INTRODUCTION
La situation du saïga illustre à la fois l’ampleur des crises que peut traverser une espèce sauvage et la capacité de la nature à se reconstituer quand les conditions le permettent. Grâce à des décennies d’efforts de conservation, certaines populations de saïgas sont en cours de redressement. Mais la route reste longue et les défis nombreux.
L’état actuel des populations mondiales
Après avoir frôlé l’extinction dans les années 1990, les populations de saïgas se sont partiellement redressées. En 2023-2024, les estimations font état de plusieurs centaines de milliers d’individus, principalement au Kazakhstan.
Le saïga se répartit en plusieurs sous-populations distinctes, géographiquement isolées :
La population de l’Oural (Kazakhstan/Russie) est la plus importante numériquement. Elle a connu une forte hausse ces dernières années, atteignant plusieurs centaines de milliers d’individus selon les derniers recensements.
La population de Betpak-Dala (Kazakhstan central) a été décimée dans les années 1990 et reste en phase de reconstitution lente.
La population d’Ustiurt (entre Kazakhstan et Ouzbékistan) est en danger critique : elle compte quelques milliers d’individus seulement.
La population de Mongolie (saïga mongol, Saiga tatarica mongolica) est la plus menacée, avec moins de quelques milliers d’individus. Elle est classée en danger critique d’extinction.

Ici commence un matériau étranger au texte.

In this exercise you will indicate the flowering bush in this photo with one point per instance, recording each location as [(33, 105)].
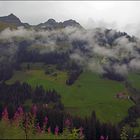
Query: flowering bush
[(24, 125)]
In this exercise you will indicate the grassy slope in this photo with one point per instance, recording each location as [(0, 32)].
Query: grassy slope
[(90, 92)]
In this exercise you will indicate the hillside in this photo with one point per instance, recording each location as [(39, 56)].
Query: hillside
[(92, 76)]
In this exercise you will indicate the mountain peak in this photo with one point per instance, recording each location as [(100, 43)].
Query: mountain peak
[(12, 19), (11, 15), (51, 21), (71, 22)]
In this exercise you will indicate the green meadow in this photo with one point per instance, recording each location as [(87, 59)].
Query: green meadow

Les mesures de protection mises en place
Plusieurs approches complémentaires sont déployées pour protéger le saïga :
La protection légale : le saïga bénéficie d’une protection légale totale dans la plupart des pays de son aire de répartition. La chasse est interdite et le commerce des cornes est réglementé par la Convention sur le commerce international des espèces menacées (CITES).
Les zones protégées : des réserves naturelles et des aires de protection ont été créées dans les zones clés pour les saïgas, notamment autour des zones de mise bas et des corridors de migration.

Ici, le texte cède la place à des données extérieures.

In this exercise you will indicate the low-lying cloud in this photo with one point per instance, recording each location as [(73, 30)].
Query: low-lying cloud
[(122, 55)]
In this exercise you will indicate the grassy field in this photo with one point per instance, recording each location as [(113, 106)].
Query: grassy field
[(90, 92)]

La surveillance des populations : des équipes de scientifiques effectuent des recensements aériens réguliers pour suivre l’évolution des populations et détecter rapidement toute anomalie (épidémie, déclin soudain).
La lutte contre le braconnage : des programmes de formation des gardes-chasses, d’équipements (véhicules, matériels de surveillance) et de sensibilisation des communautés locales ont été mis en place dans plusieurs pays.
L’implication des communautés locales
L’une des leçons les plus importantes des dernières décennies de conservation est que la protection du saïga ne peut fonctionner sans l’adhésion des populations locales. Les éleveurs et les communautés rurales qui vivent au contact des steppes sont à la fois les premiers touchés par les enjeux de conservation et les acteurs les plus essentiels de la protection.
Des programmes d’éco-tourisme, de valorisation des territoires protégés et d’implication des communautés dans la surveillance ont montré des résultats encourageants. Quand les habitants perçoivent la valeur du saïga vivant, le braconnage devient moins attractif.
Les défis à venir
Malgré les progrès, les défis restent considérables. Le changement climatique constitue une menace croissante et difficile à maîtriser localement. La corruption et les faiblesses institutionnelles dans certains pays compliquent l’application des lois de protection. Et les maladies, comme l’a montré la catastrophe de 2015, peuvent effacer en quelques semaines des années de reconstitution des populations.
La conservation du saïga reste un effort de longue haleine, qui demande une coopération internationale soutenue, des ressources financières stables et une vigilance permanente.